Je fus stupéfait, en conséquence, du caractère mortellement triste de cette entrée. Je veux bien que la singulière ornementation de la place de la gare fut pour quelque chose dans mon impression : le mauve étant la couleur préférée de Victoria-Augusta, — ce qui cadrait assez avec son genre de physionomie, — on avait enguirlandé la place de larges banderoles à cette couleur triste ; par ailleurs, devant la gare s’élevaient d’énormes lampadaires de simili-bronze où brûlaient, en flammes vacillantes, de ces punchs verts que nous voyons à Paris s’allumer autour des catafalques riches, et telle chose ajoutait une note lugubre au mauve cher à Victoria-Augusta. Sous le ciel gris, — malchance en ce mois d’août, — le cortège se déroula au milieu d’un silence qu’à l’heure présente même, je n’arrive pas à comprendre ; car la ville regorgeait de fidèles Allemands. Quelques groupes à la vérité essayèrent d’une ovation. Des Hoch ! des Hourra ! s’élevèrent, que l’Empereur ne semblait point entendre ; mais ce fut bien le pire, car on crut entendre une grosse pierre tomber au fond d’un puits profond et, après cette tentative malheureuse, le silence parut plus pesant. Soit que le cortège d’aspect terriblement, arrogamment militaire et un peu féodal déplût à la population civile, même allemande, soit que la réprobation, simplement devinée, de la population alsacienne suffit à « jeter un froid, » l’Empereur, si j’en juge par les six ou sept cents mètres que je lui vis parcourir, dut entrer glacé, en dépit de la saison, au Palais Impérial.

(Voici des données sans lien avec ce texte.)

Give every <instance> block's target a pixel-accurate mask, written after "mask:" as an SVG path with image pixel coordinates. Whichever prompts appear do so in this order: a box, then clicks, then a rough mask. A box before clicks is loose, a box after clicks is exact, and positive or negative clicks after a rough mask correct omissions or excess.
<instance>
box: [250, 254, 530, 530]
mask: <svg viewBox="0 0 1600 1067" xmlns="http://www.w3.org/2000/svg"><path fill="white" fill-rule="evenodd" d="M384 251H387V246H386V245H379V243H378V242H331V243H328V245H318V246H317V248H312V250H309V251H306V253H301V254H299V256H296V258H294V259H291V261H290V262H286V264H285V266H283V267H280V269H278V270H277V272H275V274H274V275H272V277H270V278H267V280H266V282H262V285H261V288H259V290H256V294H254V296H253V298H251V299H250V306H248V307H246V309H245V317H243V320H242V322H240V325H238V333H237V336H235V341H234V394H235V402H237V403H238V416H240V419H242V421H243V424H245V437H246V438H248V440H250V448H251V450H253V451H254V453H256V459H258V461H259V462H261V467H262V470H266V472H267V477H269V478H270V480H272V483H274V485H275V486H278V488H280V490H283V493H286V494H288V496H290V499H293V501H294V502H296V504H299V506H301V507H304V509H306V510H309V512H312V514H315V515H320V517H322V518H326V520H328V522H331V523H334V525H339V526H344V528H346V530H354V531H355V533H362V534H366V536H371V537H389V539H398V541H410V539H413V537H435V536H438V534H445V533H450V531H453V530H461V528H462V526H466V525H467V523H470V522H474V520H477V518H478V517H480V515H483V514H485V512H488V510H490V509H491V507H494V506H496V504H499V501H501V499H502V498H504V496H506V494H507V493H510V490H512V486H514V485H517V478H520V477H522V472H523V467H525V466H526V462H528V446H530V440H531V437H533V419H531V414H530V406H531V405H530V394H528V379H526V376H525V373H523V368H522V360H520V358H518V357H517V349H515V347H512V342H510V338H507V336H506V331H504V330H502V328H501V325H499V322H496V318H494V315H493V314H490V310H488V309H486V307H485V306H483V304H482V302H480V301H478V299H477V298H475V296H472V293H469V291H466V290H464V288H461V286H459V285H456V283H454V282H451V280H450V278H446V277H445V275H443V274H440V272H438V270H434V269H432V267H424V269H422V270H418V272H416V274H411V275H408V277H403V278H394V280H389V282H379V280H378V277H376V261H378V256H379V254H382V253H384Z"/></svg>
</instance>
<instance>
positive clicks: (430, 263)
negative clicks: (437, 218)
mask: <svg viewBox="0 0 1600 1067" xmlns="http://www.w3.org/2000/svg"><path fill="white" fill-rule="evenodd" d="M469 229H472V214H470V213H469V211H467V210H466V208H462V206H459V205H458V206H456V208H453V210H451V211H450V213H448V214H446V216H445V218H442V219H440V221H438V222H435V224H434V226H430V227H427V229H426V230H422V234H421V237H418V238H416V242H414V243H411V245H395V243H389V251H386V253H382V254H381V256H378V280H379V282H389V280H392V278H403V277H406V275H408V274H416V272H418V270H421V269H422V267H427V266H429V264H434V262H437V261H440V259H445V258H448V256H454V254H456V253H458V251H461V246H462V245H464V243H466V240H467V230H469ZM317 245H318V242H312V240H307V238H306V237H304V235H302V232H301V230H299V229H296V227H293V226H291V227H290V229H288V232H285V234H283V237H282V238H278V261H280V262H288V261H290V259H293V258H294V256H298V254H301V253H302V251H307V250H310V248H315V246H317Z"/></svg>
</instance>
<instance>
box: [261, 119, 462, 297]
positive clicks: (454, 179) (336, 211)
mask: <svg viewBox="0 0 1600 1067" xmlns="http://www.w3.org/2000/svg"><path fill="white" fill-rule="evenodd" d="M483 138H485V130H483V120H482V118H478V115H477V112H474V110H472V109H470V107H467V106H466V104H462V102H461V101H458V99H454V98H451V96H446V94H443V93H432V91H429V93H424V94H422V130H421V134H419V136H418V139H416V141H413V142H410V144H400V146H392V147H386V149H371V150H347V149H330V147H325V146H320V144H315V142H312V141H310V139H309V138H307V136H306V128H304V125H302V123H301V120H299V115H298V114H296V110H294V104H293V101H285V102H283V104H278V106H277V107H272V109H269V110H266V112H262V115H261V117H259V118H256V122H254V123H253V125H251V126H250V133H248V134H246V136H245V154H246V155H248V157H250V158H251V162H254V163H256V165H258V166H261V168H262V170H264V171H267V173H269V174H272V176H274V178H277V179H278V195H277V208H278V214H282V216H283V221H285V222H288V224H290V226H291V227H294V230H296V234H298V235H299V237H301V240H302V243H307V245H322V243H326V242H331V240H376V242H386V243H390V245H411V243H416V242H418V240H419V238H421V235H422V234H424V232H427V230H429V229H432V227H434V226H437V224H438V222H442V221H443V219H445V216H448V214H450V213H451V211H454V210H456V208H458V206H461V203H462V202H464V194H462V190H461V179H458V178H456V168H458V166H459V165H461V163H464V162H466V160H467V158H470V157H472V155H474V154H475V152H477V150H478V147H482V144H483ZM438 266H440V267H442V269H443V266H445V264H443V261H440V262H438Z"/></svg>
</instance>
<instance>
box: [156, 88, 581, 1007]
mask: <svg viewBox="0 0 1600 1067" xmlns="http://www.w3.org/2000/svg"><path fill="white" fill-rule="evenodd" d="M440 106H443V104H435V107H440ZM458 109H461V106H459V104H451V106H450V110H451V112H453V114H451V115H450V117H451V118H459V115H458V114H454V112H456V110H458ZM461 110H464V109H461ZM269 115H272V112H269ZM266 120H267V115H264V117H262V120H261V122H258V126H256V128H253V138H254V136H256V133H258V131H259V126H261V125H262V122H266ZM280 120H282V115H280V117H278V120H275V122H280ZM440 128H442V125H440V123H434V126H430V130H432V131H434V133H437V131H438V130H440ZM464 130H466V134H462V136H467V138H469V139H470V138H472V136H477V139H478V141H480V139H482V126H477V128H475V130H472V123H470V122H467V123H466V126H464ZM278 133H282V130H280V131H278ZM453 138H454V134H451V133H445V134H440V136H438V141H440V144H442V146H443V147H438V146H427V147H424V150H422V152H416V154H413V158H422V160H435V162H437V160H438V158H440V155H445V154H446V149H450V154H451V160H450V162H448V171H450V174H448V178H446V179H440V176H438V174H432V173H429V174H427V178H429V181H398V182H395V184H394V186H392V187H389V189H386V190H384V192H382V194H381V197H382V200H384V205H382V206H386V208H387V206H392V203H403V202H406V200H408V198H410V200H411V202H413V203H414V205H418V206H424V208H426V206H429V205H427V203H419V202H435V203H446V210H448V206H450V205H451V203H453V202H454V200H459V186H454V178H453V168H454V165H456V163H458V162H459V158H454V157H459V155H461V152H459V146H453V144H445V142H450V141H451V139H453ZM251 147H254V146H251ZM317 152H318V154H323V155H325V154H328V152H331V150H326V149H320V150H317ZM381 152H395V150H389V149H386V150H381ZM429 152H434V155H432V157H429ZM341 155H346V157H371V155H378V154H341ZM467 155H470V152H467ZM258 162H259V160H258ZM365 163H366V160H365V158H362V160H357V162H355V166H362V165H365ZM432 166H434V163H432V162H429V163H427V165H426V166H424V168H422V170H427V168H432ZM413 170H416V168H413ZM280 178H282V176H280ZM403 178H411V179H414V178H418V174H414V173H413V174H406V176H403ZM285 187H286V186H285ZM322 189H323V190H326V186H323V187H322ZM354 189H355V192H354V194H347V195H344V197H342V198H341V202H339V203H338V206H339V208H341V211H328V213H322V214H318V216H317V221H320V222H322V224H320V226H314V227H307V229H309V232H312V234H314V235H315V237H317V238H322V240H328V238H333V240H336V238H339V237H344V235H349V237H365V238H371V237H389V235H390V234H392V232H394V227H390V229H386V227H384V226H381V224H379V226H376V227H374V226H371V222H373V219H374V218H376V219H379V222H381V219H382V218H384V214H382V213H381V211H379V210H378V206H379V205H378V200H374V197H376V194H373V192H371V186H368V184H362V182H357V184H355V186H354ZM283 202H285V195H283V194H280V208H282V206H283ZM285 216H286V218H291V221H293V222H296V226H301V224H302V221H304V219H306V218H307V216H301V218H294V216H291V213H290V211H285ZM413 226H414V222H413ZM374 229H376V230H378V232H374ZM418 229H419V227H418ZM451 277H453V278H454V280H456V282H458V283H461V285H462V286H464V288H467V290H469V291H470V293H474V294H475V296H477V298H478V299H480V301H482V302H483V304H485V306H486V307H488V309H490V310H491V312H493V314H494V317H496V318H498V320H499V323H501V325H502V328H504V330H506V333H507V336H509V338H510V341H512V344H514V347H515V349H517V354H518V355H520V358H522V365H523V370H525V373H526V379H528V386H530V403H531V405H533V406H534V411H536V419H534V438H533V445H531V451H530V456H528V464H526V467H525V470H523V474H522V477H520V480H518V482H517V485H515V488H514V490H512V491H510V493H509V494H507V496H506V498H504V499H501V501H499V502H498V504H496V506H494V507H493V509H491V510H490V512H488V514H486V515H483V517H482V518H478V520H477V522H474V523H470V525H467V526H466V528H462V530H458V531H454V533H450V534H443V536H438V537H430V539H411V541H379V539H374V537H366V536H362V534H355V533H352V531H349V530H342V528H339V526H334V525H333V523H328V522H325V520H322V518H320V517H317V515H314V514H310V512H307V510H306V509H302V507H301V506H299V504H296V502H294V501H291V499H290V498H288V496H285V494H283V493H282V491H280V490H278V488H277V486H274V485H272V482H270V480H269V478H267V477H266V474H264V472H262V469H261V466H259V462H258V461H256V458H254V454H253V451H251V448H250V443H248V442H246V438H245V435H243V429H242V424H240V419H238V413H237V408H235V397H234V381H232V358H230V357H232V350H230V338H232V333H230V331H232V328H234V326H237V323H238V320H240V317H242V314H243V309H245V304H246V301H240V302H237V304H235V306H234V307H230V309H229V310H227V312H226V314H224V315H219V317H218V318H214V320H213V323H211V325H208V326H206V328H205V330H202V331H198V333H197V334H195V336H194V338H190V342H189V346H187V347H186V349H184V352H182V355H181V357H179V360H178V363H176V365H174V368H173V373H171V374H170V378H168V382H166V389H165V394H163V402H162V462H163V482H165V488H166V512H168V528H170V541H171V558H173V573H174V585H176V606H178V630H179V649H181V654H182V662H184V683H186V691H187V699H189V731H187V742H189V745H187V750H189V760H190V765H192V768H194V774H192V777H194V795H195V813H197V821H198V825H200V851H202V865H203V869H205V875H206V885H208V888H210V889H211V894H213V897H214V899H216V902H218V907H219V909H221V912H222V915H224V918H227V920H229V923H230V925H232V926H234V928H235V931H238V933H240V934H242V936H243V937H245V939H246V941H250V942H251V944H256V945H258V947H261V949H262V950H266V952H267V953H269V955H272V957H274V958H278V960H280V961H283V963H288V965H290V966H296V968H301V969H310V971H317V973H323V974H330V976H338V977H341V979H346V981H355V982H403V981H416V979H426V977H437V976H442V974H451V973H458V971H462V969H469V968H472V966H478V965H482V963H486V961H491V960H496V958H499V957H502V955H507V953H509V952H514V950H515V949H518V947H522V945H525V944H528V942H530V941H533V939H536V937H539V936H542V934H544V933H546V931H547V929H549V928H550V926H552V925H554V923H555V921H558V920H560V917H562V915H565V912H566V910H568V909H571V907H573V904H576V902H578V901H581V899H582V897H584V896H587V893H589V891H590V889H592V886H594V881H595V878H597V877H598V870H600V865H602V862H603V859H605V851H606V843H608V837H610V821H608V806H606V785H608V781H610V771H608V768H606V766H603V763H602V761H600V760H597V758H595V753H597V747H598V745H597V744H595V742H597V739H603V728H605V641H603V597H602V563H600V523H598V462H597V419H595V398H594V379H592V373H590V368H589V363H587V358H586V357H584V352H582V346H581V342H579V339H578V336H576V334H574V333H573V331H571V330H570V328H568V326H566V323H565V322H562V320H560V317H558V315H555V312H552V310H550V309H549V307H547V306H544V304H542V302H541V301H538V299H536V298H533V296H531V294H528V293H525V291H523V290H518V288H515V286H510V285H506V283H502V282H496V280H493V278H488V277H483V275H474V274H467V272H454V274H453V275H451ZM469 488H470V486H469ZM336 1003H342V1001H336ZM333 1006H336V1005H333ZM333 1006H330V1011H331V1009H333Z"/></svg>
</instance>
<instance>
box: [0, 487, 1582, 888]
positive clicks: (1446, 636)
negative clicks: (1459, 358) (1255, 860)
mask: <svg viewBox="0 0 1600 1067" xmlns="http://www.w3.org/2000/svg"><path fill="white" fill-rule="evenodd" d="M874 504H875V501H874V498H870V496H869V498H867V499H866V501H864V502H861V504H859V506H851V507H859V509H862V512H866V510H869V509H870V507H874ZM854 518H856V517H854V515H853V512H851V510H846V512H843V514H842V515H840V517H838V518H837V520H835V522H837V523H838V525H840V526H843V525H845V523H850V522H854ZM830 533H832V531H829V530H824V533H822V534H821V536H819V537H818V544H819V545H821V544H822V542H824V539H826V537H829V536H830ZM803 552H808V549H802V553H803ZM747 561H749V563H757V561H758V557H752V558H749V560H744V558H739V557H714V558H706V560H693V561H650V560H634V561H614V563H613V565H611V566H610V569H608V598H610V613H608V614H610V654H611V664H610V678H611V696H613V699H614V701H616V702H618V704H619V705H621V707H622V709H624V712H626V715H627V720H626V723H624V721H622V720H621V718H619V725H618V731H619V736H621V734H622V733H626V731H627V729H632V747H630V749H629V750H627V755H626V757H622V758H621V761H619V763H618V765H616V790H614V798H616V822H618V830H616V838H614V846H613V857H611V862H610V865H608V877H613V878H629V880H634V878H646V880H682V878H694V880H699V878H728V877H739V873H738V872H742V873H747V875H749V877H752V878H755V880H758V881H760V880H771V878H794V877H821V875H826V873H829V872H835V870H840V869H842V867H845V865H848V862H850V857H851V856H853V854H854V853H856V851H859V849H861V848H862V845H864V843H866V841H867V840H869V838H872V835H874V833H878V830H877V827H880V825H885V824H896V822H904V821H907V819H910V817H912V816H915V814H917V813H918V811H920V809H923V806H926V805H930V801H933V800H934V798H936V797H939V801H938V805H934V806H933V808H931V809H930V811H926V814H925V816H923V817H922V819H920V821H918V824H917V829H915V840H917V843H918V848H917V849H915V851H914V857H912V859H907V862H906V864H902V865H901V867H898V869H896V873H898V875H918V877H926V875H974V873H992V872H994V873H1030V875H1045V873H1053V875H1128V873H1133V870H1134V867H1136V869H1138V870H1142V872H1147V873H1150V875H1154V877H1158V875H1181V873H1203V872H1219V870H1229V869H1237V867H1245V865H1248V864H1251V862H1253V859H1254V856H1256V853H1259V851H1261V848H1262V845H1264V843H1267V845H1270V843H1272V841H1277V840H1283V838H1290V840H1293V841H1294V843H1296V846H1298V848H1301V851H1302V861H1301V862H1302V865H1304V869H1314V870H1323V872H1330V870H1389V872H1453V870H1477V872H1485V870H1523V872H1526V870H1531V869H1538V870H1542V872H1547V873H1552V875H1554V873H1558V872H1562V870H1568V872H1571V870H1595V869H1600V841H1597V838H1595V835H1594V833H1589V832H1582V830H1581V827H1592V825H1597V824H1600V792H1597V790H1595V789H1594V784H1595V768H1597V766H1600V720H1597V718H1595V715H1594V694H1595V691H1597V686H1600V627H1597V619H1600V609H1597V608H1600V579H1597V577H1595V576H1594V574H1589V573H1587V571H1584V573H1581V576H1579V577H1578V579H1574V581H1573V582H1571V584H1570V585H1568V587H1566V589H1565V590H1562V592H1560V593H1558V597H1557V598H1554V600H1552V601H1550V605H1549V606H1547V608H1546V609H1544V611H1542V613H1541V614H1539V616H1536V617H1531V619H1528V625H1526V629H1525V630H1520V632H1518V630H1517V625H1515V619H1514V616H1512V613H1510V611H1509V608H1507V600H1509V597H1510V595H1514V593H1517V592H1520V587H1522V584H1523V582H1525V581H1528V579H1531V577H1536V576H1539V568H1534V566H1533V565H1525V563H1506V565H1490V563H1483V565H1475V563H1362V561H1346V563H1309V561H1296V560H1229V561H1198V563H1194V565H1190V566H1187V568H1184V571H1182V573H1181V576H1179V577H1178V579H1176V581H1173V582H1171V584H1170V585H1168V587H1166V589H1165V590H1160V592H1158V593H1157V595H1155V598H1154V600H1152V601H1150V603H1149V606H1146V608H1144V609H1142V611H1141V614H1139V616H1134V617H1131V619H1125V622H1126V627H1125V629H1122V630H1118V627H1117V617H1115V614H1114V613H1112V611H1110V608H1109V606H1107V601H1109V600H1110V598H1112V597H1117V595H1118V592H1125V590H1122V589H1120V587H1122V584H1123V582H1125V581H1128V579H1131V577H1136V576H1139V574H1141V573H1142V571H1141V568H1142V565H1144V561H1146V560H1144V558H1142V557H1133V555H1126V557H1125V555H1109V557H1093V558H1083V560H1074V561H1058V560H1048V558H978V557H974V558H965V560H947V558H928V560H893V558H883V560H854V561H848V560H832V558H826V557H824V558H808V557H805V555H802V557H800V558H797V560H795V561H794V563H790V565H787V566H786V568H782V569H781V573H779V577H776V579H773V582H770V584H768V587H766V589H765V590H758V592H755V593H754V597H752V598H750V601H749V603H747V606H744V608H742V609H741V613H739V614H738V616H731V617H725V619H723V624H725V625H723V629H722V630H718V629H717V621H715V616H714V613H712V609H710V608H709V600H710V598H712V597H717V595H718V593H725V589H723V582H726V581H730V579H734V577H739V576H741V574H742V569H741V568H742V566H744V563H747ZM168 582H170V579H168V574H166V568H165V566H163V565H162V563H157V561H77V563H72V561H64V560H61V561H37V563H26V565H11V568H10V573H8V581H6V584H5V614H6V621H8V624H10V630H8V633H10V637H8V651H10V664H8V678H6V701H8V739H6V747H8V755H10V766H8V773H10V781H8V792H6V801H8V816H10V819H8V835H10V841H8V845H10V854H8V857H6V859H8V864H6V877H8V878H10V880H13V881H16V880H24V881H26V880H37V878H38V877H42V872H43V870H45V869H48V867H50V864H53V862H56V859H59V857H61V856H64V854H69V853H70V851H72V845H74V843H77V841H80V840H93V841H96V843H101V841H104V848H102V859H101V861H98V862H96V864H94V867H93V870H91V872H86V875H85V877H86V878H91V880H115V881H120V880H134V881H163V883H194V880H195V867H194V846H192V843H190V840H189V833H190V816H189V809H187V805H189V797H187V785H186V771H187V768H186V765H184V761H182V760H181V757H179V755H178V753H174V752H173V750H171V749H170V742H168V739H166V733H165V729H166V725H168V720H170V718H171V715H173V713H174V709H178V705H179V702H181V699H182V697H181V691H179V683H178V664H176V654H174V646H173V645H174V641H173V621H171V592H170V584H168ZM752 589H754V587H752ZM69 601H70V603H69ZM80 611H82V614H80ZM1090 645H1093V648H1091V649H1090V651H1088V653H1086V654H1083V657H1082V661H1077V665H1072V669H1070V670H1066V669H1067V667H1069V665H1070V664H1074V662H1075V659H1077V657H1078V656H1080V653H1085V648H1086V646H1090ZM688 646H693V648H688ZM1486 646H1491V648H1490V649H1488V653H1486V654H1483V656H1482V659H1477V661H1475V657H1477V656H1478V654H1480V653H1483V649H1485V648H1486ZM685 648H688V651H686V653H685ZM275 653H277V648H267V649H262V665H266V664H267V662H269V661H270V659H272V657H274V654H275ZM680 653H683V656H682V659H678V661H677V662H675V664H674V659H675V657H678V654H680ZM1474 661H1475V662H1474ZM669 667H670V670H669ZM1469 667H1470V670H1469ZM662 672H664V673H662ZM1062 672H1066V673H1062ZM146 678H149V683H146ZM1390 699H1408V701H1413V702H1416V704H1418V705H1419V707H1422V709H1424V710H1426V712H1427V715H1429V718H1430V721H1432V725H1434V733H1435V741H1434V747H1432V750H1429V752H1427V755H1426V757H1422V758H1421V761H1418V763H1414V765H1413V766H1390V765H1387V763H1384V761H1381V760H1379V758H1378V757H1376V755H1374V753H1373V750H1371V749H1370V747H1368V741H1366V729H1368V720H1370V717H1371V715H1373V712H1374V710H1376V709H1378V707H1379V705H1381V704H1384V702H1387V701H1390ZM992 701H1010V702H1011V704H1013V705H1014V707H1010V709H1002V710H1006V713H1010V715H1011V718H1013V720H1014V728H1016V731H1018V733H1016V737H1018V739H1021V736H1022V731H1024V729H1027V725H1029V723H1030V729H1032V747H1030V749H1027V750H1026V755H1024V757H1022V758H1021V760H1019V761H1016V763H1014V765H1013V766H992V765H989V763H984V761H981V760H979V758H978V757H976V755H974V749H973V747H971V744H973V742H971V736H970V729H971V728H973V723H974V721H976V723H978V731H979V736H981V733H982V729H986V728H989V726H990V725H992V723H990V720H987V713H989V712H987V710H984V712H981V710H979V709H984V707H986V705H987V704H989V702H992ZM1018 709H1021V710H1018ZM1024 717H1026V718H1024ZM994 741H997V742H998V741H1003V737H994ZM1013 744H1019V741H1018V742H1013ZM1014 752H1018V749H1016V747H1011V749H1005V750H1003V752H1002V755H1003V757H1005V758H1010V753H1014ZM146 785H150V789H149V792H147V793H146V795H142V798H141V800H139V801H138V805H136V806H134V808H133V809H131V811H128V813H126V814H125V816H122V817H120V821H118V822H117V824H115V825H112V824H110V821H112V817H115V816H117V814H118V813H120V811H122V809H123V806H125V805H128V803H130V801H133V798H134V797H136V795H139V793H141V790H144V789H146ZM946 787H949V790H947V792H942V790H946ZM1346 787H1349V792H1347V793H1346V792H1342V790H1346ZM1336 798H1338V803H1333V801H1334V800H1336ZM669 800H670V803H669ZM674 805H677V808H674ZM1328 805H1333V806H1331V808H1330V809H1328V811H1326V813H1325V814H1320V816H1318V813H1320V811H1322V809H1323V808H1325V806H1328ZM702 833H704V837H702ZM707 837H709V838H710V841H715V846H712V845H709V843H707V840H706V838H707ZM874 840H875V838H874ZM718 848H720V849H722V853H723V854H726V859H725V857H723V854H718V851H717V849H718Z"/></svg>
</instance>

Et ce n’est point la revue du lendemain, — fiasco inattendu et insolite que j’ai raconté ailleurs, — qui le put réchauffer. Je gardais depuis dix ans cette impression singulière d’un souverain entrant en une grande cité de son Empire, — réunie depuis trente-huit ans, — comme en une ville occupée de la veille par ses troupes et où le silence était bien, sinon la leçon des rois, du moins l’avertissement à l’Empereur. C’était pour moi, ce souvenir singulier, un admirable terme de comparaison ; il me préparait à mieux goûter la vision prodigieuse que j’allais avoir sous les yeux.